Brachial plexus nerve blocks provide superior analgesia over opioids while avoiding unwanted
side effects. Single shot blocks with local anesthetic alone usually do not last the duration
of the acute post-surgical pain period. This has led to the exploration of multiple adjuvants
to increase the duration of single shot blocks, the most promising adjuvant being
dexamethasone.
Peri-neural administration is an off-label use of dexamethasone. While no adverse events have
been reported in human clinical studies, logic would dictate that we minimize the dose needed
to produce the desired effect. Most studies thus far have used peri-neural dexamethasone
doses ranging from 4-10 mg. However, Albrecht et al. found no difference in block duration
comparing 4 mg and 8 mg doses while Liu et al. reported equivalent block duration using doses
of 1, 2 and 4 mg.
Recent studies have evaluated whether systemic and peri-neural administrations of
dexamethasone are equivalent, which would in turn imply a site of action. Results have been
mixed. Four studies concluded peri-neural and intravenous administration are equivalent at
prolonging analgesia, though one study had methodological errors, including the
administration of intravenous dexamethasone to all patients. All of these studies used
dexamethasone doses of 8 to 10 mg.

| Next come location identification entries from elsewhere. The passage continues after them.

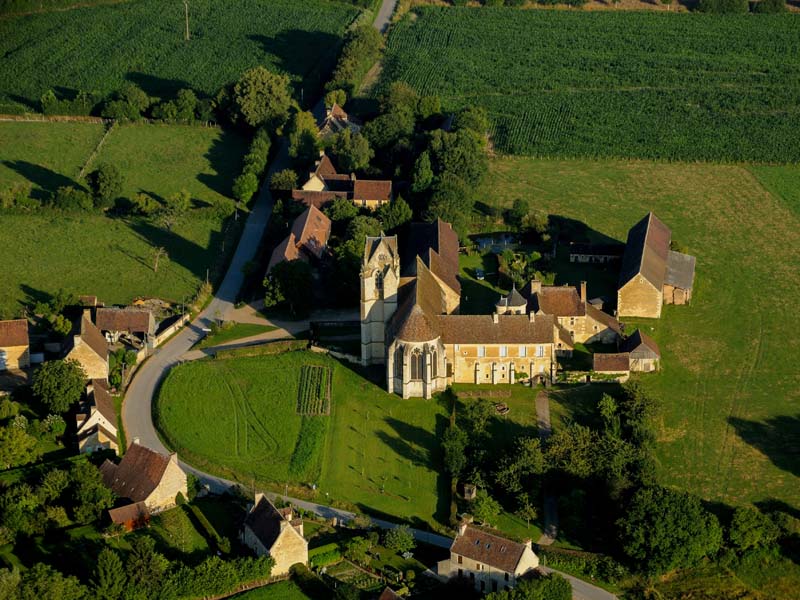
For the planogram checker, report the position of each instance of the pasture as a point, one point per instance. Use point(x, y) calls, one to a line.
point(91, 253)
point(729, 385)
point(98, 48)
point(633, 84)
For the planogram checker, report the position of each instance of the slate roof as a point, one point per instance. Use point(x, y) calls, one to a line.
point(640, 345)
point(137, 475)
point(510, 329)
point(611, 363)
point(488, 549)
point(132, 320)
point(646, 252)
point(264, 520)
point(14, 333)
point(680, 270)
point(134, 512)
point(101, 397)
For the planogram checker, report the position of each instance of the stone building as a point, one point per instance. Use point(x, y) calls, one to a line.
point(146, 476)
point(274, 532)
point(15, 348)
point(652, 275)
point(490, 562)
point(644, 352)
point(97, 419)
point(89, 347)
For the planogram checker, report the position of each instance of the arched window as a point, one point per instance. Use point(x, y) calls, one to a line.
point(398, 362)
point(417, 364)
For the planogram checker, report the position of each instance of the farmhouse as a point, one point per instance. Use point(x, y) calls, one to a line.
point(125, 322)
point(274, 532)
point(336, 121)
point(325, 185)
point(490, 562)
point(644, 353)
point(89, 348)
point(97, 419)
point(15, 348)
point(410, 296)
point(146, 476)
point(652, 275)
point(308, 238)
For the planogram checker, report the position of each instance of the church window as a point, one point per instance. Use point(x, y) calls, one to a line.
point(417, 364)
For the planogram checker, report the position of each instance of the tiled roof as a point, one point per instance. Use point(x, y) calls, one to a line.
point(101, 397)
point(509, 329)
point(560, 301)
point(488, 549)
point(132, 320)
point(611, 363)
point(640, 345)
point(372, 189)
point(646, 252)
point(14, 333)
point(138, 474)
point(680, 270)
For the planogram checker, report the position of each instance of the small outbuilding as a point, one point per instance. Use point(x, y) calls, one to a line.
point(644, 353)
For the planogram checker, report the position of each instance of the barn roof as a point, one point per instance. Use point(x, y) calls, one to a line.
point(488, 549)
point(14, 333)
point(646, 252)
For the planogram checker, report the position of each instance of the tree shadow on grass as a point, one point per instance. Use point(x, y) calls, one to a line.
point(44, 180)
point(777, 437)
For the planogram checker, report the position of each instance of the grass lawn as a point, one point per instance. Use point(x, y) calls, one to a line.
point(378, 454)
point(236, 332)
point(90, 253)
point(283, 590)
point(729, 385)
point(99, 48)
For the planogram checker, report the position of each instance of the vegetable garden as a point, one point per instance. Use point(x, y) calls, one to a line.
point(99, 48)
point(625, 84)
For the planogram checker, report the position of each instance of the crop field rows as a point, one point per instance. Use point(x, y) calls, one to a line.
point(622, 84)
point(314, 392)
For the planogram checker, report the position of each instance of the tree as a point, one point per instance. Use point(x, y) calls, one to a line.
point(245, 186)
point(352, 152)
point(17, 447)
point(89, 493)
point(175, 207)
point(288, 282)
point(485, 508)
point(423, 173)
point(663, 530)
point(43, 581)
point(751, 528)
point(303, 139)
point(454, 444)
point(262, 98)
point(572, 450)
point(106, 185)
point(285, 180)
point(400, 539)
point(59, 384)
point(394, 213)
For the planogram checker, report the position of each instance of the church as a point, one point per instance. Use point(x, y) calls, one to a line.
point(410, 321)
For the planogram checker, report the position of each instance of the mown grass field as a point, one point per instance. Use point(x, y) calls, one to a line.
point(90, 253)
point(617, 84)
point(99, 48)
point(729, 385)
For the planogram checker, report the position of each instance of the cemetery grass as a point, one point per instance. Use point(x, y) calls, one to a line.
point(112, 257)
point(68, 50)
point(728, 385)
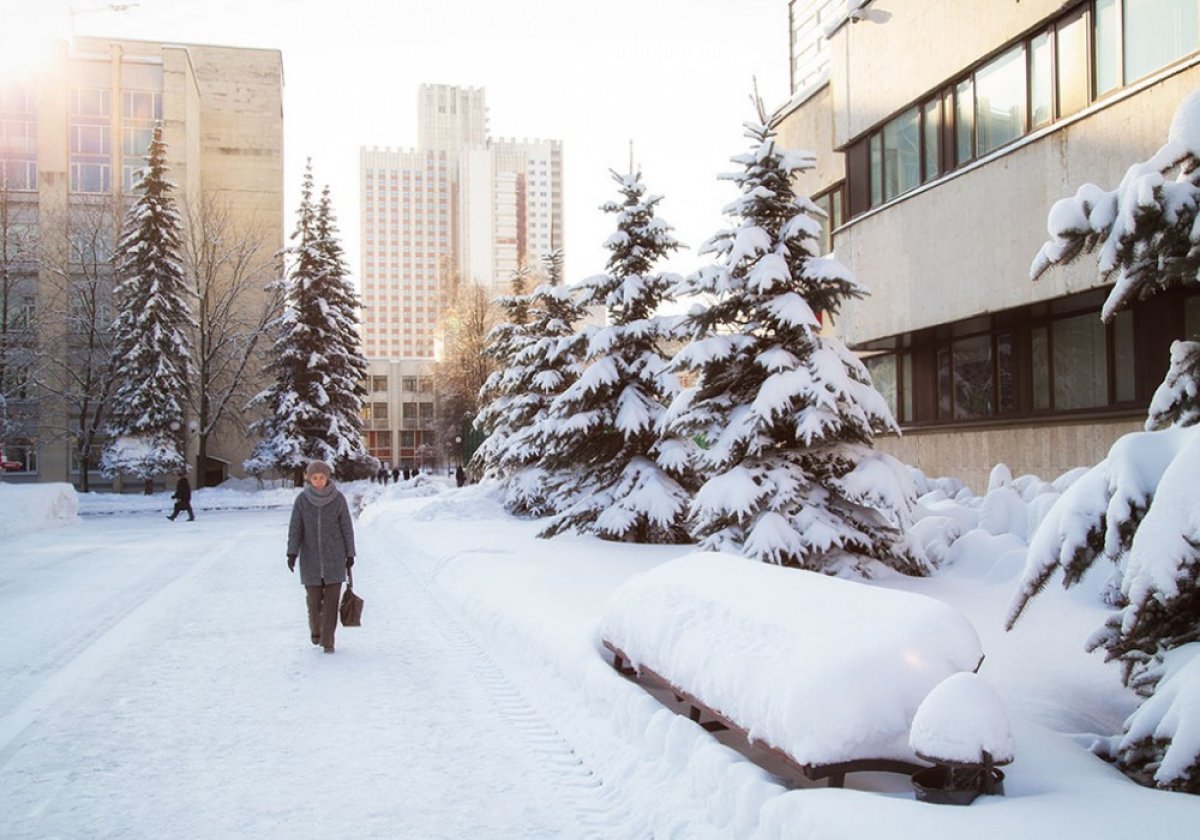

One study where a lower dose (4 mg) was used found that
peri-neural administration prolonged block duration whereas intravenous did not.
With that, the rationale of our study is to determine if equivalent block-prolonging
analgesia can be achieved using low dose (1 mg) dexamethasone given peri-neural or
intravenous. Clinical experience at our centre has been that 1 mg dexamethasone added to 20
mL produces similar block duration to that reported in published studies using higher doses.